CHANCELLOR George Osborne last night revealed “radical” new rules on housing that he said would push local authorities to let developers build on almost all brownfield land – or central government might bypass council controls altogether.
The chancellor said that he expected 90 per cent of appropriate brownfield land to be covered by pre-approved planning permission in six years, freeing up as many as 200,000 new homes across the country.
If the local authorities fail to live up to the government’s expectations, the Treasury is consulting on the possibility that housing developers will be able to go straight to Whitehall for approval to build, cutting out the potential that councils would try to block construction plans.
Today, the chancellor and mayor of London Boris Johnson will also announce a series of 20 “housing zones” around London, which should accommodate 50,000 homes. Johnson will be granted extra powers to strip back planning restrictions.
Five of the areas in the capital are already earmarked, in Enfield, Tower Hamlets, Ealing, Haringey and Wandsworth, with a £400m pot from the Treasury and Greater London Authority to assist building.

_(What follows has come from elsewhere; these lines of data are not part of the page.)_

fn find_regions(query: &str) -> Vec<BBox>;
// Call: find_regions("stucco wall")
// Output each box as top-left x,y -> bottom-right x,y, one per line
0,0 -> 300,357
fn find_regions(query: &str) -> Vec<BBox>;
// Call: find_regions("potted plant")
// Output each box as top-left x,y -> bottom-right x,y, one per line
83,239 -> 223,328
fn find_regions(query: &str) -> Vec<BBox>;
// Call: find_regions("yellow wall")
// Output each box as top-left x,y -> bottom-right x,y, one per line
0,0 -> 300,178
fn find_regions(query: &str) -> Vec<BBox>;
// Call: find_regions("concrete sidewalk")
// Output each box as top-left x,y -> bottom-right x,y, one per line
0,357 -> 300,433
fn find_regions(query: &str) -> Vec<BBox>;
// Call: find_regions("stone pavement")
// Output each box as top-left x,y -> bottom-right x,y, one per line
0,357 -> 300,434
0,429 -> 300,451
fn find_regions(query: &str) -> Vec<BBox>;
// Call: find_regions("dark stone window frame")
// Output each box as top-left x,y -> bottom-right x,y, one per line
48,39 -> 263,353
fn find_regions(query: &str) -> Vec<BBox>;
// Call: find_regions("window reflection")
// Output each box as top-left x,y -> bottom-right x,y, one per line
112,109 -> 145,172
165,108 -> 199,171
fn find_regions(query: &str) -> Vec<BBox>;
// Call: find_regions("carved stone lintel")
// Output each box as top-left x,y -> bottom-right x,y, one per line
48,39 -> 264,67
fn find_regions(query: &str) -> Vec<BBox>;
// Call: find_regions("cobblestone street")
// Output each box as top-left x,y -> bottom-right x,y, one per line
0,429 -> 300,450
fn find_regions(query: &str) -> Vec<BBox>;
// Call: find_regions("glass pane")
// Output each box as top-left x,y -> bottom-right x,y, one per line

Brownfield land is any site which has previously been developed – and the move will cover any such areas which are not contaminated.
“I will not stand by and allow this generation, many of whom have been fortunate enough to own their own home, to say to the next generation: we’re pulling up the property ladder behind us,” said Osborne.
Despite the major commitment, the country needs to build 300,000 homes every year to meet housing needs, according to the Future Homes Commission.
Nathaniel Lichfield & Partners, a planning consultancy, have also added that no region in the country has enough brownfield land to meet projections for household growth over the next 15 years. In addition, the land is spread across the country rather than in the regions where the supply shortage is most acute.